The SSH host key has changed on 8 April, 2022 to this one: SHA256:573uTBSeh74kvOo0HJXi5ijdzRm8me27suzNEDlGyrQ
Sources of the site gergely.polonkai.eu, Jekyll version
You can not select more than 25 topics Topics must start with a letter or number, can include dashes ('-') and can be up to 35 characters long.
 
 
 
 
 
gergelypolonkai-web-jekyll/content/blog/mastodon-database-hickup.rst

169 lines
6.8 KiB

Mastodon database hickup
########################
:date: 2020-04-23T11:17Z
:category: blog
:tags: postgresql,mastodon
:url: blog/mastodon-database-hickup/
:save_as: blog/mastodon-database-hickup/index.html
:status: published
:author: Gergely Polonkai
After being online for almost a year, my `Mastodon instance <https://social.polonkai.eu>`_ is back
up. However, it wasn’t as straightforward as i wanted it to be.
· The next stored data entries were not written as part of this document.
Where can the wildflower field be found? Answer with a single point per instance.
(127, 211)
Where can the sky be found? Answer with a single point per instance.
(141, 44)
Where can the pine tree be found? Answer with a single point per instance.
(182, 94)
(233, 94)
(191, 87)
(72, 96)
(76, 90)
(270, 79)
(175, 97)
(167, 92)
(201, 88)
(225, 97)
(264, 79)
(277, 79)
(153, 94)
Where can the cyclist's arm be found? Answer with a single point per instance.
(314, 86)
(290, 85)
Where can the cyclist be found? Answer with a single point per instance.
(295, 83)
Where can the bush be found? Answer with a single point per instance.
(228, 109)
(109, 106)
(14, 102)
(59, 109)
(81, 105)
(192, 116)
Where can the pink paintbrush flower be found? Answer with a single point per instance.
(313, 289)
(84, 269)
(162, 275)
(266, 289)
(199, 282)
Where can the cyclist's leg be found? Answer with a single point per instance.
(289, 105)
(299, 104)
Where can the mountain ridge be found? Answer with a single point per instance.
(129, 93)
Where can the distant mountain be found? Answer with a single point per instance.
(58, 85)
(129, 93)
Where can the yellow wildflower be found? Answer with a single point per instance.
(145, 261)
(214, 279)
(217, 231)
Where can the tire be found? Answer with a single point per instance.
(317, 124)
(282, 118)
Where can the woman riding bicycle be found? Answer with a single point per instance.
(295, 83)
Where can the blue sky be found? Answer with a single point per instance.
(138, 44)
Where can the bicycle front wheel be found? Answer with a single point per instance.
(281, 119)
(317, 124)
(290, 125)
About a year ago my Mastodon server went down. I messed up my docker images big time and the
then-new version 2.8.4 didn’t want to start up. I left it there, and as i had a pretty rough year
(in the good sense) i didn’t have time to bring it up again.
One of the constant problems i had with this instance is the size of the attachment directory. It
easily grew to an enormous size in no time, so i had to constantly clean things up. Plus, it took
away the precious space away from my other projects. So my first move was moving all these files
to a DigitalOcean Space; with the ``awscli`` Python package it was easy as pie. If you want to do
it, too, i followed `this article
<https://angristan.xyz/2018/05/moving-mastodon-media-files-to-wasabi-object-storage/>`_.
Next came the database.
I tried to load the database dump, created using ``pg_dump -f mastodon.sql mastodon``, with
``psql -f mastodon.sql``. Everything went fine, all the records created, except this error
message:
.. code-block:: text
psql:mastodon-dump.sql:1691661: ERROR: could not create unique index "index_tags_on_name"
DETAIL: Key (name)=(opensource) is duplicated.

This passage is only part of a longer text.